The Jeweller would become . . . a jeweller.
Out of pure malevolence, he set up shop next door to the boutique in Gnesta where he had once been trained and that he later robbed. Because Gnesta is Gnesta, where one jeweller is almost too many, it took the Jeweller less than six months to drive his former boss out of business. Incidentally, this was the same man who had nearly called the police that time Nombeko had paid a visit.
Then one day in May 1994, the Jeweller ran into a black woman outside the library on his way to work. Where had he seen her before?
‘The Jeweller!’ said Nombeko. ‘It’s been a long time. How is life treating you today?’
Oh yes, she was the woman who had gone around with that screwy American and those three Chinese girls who were impossible to get anywhere with.
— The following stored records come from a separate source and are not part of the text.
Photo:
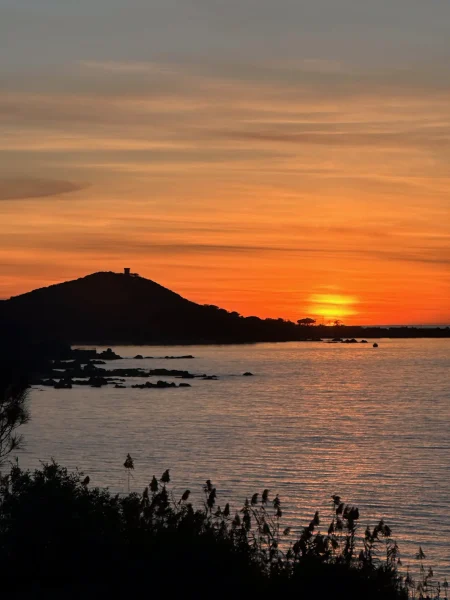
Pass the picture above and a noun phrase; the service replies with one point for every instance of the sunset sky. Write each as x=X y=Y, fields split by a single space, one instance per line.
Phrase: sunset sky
x=282 y=158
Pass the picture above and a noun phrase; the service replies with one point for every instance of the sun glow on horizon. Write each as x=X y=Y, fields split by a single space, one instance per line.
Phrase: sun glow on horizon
x=333 y=307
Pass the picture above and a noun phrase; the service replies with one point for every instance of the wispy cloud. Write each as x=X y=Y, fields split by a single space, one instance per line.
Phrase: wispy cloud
x=25 y=188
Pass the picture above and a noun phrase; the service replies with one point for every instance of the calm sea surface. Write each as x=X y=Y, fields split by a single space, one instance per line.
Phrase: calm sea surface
x=372 y=425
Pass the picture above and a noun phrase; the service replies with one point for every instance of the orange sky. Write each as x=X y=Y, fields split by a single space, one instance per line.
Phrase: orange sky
x=282 y=189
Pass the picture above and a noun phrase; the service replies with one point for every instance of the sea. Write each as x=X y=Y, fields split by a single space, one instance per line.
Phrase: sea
x=316 y=419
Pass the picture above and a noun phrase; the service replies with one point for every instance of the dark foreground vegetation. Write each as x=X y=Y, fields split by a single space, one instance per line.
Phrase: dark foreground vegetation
x=61 y=538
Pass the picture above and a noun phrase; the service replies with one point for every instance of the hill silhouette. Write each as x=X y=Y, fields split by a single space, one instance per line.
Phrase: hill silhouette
x=115 y=308
x=108 y=307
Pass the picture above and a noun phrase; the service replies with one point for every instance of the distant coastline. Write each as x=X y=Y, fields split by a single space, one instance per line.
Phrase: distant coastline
x=110 y=309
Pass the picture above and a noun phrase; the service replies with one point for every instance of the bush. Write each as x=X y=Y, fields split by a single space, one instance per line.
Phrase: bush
x=57 y=535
‘Fine, thanks,’ he said. ‘I’ve exchanged silver plastic Bolivian hearts for the real thing, you could say. I’m a jeweller here in town these days.’
Nombeko thought this was extraordinary. Suddenly and strangely, she had a contact in Swedish jewellers’ circles. And one who seemed to have flexible morals, or possibly no morals at all.
‘Fantastic,’ she said. ‘I guess it’s Mr Jeweller from now on. Might you have any interest in making a deal or two? I happen to have some rough diamonds to hand, and I would be happy to exchange them for money.’
The Jeweller thought about how impossible God was to understand. On the one hand, he had always prayed to him; on the other hand, he had seldom received anything in return. And then there was that ill-fated robbery, which ought to work against him when it came to the divine. Instead, the Lord was dropping riches straight into his lap.
‘My interest in rough diamonds is very keen, Miss . . . Nombeko, was it?’
So far, business hadn’t gone at all as the Jeweller had planned. But now he could start planning to rob himself on the side once more.
Three months later, all twenty-eight diamonds had been traded in and sold on. Instead, Nombeko and Holger had a backpack full of money. Nineteen point six million kronor, which was probably 15 per cent less than if the deal hadn’t had to be carried out so discreetly. But, as Holger Two said, ‘Nineteen point six million is still nineteen point six million.’
He had just signed up to take the autumn university entrance exams. The sun was shining and the birds were chirping.